Mary Racine wonders why Hemingway's nosiness doesn't extend to the restaurant owner. Shouldn't we be wondering why he's not providing his workers with health insurance? "Let's look at the owner's house, let's count his cars and how expensive his wife's shoes and purses are..." If the uninsured can be subjected to this kind of scrutiny, then why aren't we doing the same to the people who left them uninsured in the first place?
She also notices some message creep: the mantra "Don't have a baby if you can't afford it" used to be intoned only in the faces of teenage mothers. Now, it's effectively being used to tell the working classes not to breed at all. Feral Liberal points out that Hemingway's modest proposal -- don't breed unless you can afford health insurance -- should logically be extended to people with only catastrophic insurance as well, since a kid with problems like Bethany's would throw many of them onto SCHIP, too. Adding in the underinsured would bring Hemingway's not-qualified-to-breed pool to about 75 million Americans. (Timekiller points out that this would include most of those 10-kid Quiverfull families, too.)

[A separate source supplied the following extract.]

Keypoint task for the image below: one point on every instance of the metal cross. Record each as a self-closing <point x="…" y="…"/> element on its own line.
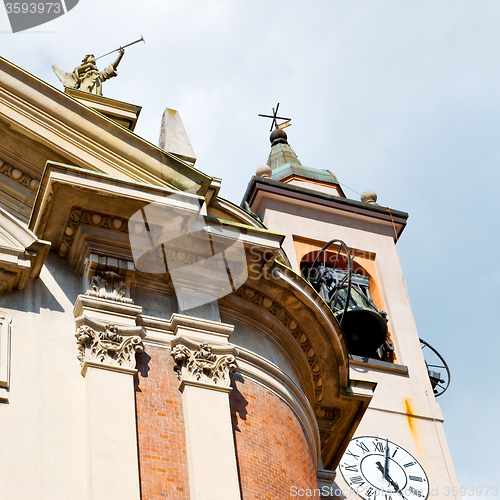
<point x="275" y="117"/>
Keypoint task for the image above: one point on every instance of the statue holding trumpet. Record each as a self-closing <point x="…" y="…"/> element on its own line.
<point x="87" y="76"/>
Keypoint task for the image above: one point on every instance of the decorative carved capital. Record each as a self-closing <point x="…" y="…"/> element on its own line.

If, under the Hemingway rule, the working class is effectively enjoined from having kids, then we're going to be importing a whole lot more foreign workers in the years ahead to make up for the loss. Which, as Enlightened Layperson notes, would be a demographic disaster -- at least according to racist anti-immigration wackos like Mark Steyn, who thinks we're in some kind of arms race to outbreed the Muslims and the Mexicans. (Apparently, this vital objective in the War On Brown People is critical to our survival as a nation.) The Frosts did their duty by producing a blonde, blue-eyed white baby for the cause -- only to find that is one war function the government is not willing to overpay contractors for.
Though, as Vox Publius observes: Dick Cheney's heart problems are being covered by government insurance -- and nobody thinks this is a problem.
I think we've found our next SCHIP poster boy.